🦴 Rigidez cervical
La rigidez cervical se manifiesta como una sensación de falta de movilidad, dureza o dificultad para mover el cuello.
Puede aparecer de forma progresiva o repentina y suele acompañarse de dolor, tensión y sensación de “cuello bloqueado”.
🔎 ¿Cómo suele manifestarse?
- Dificultad para girar o inclinar la cabeza.
- Sensación de cuello duro o cargado.
- Limitación del movimiento cervical.
- Molestias al despertar o al final del día.
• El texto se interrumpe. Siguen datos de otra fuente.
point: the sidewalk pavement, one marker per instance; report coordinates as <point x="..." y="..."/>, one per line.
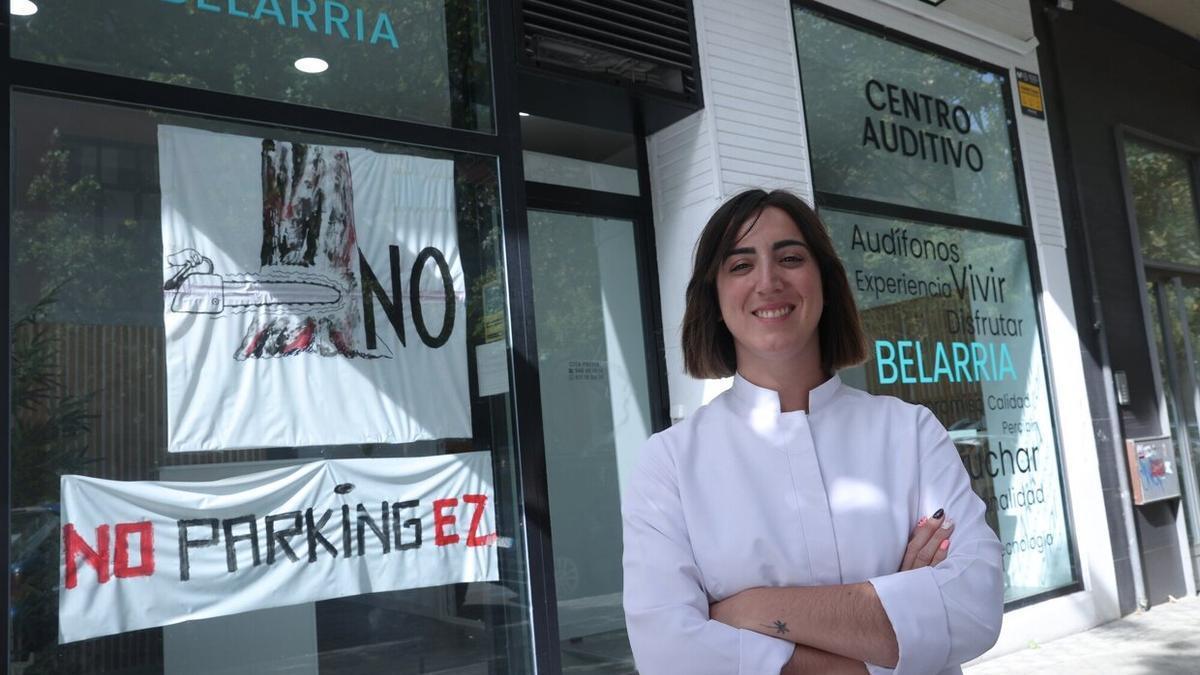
<point x="1163" y="640"/>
🦴 Relación con la columna cervical
La rigidez suele estar asociada a una disminución de la movilidad cervical y a un aumento del tono muscular.
Posturas sostenidas, sobrecarga mecánica y estados de alerta del sistema nervioso pueden contribuir a esta condición.
La rigidez no siempre indica daño estructural, sino una respuesta de protección del sistema.
🧠 Sistema nervioso y protección
El sistema nervioso puede aumentar el tono muscular como mecanismo de protección frente a estímulos percibidos como amenazantes.
Esto puede generar una sensación de bloqueo o rigidez persistente en el cuello.
🔄 Síntomas que suelen coexistir
- Dolor cervical persistente
- Cefaleas o presión en la cabeza
- Hormigueos y adormecimientos
- Ansiedad y estado de alerta
📌 Una mirada integradora
Abordar la rigidez cervical únicamente desde el estiramiento o el masaje puede dar alivio parcial.
Integrar movilidad consciente, postura y regulación del sistema nervioso permite un abordaje más completo.